Testujemy Freestyle Headset FH0915 – niedrogie słuchawki umożliwiające słuchanie muzyki bezprzewodowo, za pośrednictwem Bluetooth.
Słuchawki bezprzewodowe wykorzystujące Bluetooth zazwyczaj nie należą do najtańszych – często musimy za nie zapłacić kilkaset złotych. Nawet w przypadku testowanych przez nas niedawno słuchawek Kruger&Matz Soul 2 było to 300 złotych. Tymczasem Freestyle FH0915 to propozycja niezwykle atrakcyjna pod względem cenowym – za ten model zapłacimy zaledwie 50 złotych (lub 75 zł na stronie producenta).
Specyfikacja słuchawek FH0915
- Przetwornik: dynamiczny;
- Średnica przetwornika: 40 mm;
- Pasmo przenoszenia: 20-20000 Hz;
- Maksymalna moc wejściowa: 35mW;
- Czułość: 103 dB +/- 3 dB;
- Impedancja: 24 Ohm +/-15%;
- Redukcja hałasu: Nie;
- Rodzaj złącza: bezprzewodowe (opcjonalnie 3,5 mm mini-jack);
- Długość kabla: 1,2m;
- Mikrofon: wbudowany
- Zawartość zestawu: słuchawki, kabel do ładowania, kabel mini-jack.
Budowa i jakość wykonania
Słuchawki są nieduże – zarówno pałąk, jak i nauszniki są zaskakująco kompaktowe. Te ostatnie pokryte zostały materiałem imitującym skórę. Przyjemnie się je nosi – dobrze przylegają do uszu i nie męczą nawet po kilku godzinach słuchania muzyki. Co ważne, delikatnie poruszają się po przyłożeniu do uszu, dzięki czemu możemy je łatwo dopasować.
Słuchawki dostępne są w kilku wariantach kolorystycznych. Do nas trafił czarny model – ładny, ale niestety łatwo się brudzi (w przeciwieństwie do białego czy żółtego). Sama jakość spasowania poszczególnych elementów jest na niezłym poziomie. Trzeba natomiast wspomnieć o niespecjalnie udanym wykończeniu pałąka – warstwa gumy pokrywającej plastik jest słabo przytwierdzona, przez co miewa tendencję do samoistnego przesuwania się.
Zastrzeżenia mam też do mechanizmu składania pałąka – sama jego obecność jest niewątpliwą zaletą, niemniej jednak za każdym razem, kiedy korzystałem z tej możliwości, przerażał mnie niesamowity trzask wydobywający się plastiku i jednocześnie obawa, że cała konstrukcja łatwo może ulec uszkodzeniu. Mechanizm regulowania długości pałąka działa dość opornie, za to już wybrane ustawienie pozostaje stabilne podczas noszenia słuchawek. Plus dla FH0915.
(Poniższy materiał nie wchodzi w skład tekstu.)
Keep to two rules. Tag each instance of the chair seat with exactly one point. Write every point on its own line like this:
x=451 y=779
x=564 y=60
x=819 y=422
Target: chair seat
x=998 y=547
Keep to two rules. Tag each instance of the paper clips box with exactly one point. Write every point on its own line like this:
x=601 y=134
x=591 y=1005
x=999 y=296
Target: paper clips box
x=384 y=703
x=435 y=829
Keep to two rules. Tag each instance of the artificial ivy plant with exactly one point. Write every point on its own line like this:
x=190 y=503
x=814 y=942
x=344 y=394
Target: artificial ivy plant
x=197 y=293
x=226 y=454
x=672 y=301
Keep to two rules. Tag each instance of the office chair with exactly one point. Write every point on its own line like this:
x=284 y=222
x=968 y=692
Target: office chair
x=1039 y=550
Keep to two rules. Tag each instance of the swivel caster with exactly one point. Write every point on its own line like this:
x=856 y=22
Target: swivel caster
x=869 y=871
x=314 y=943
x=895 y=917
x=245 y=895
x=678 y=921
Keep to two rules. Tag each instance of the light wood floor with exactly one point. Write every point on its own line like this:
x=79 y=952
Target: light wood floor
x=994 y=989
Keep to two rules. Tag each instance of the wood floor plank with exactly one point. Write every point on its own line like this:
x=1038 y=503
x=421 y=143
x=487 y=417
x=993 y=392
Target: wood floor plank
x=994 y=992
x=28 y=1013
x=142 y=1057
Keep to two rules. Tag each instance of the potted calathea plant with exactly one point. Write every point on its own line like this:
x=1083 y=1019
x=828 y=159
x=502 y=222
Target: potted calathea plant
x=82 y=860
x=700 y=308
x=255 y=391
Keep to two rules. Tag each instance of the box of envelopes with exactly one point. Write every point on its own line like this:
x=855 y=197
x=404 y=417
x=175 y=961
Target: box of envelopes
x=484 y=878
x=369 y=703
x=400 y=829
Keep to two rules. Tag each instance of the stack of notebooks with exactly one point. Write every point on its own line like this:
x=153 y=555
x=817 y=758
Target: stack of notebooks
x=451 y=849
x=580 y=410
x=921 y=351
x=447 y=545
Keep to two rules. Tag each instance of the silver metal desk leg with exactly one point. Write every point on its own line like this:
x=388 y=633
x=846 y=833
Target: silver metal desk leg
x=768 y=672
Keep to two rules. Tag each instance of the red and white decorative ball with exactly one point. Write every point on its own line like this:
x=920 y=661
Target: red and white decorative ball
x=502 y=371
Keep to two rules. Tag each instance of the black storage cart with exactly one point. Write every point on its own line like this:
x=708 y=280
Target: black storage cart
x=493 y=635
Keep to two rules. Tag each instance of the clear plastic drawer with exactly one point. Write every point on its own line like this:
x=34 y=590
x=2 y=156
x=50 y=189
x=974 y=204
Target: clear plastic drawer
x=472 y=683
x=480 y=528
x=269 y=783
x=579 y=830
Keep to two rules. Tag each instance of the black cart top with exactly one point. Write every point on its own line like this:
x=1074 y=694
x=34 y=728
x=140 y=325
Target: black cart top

O ile na prawym nauszniku nie znajdziemy niczego ciekawego, tak lewy nausznik skrywa sporo funkcji. W oczy rzuca się przede wszystkim panel sterowania skrywający aż pięć przycisków. W centrum znajdziemy klawisz służący do zatrzymywania i odtwarzania odsłuchiwanych utworów, jak również odbierania połączeń przychodzących. U dołu umieszczono przycisk włączający tryb bezprzewodowych słuchawek, z kolei u góry – klawisz przełączający pomiędzy trybem MP3 (czyli odsłuchu muzyki) oraz radiem FM.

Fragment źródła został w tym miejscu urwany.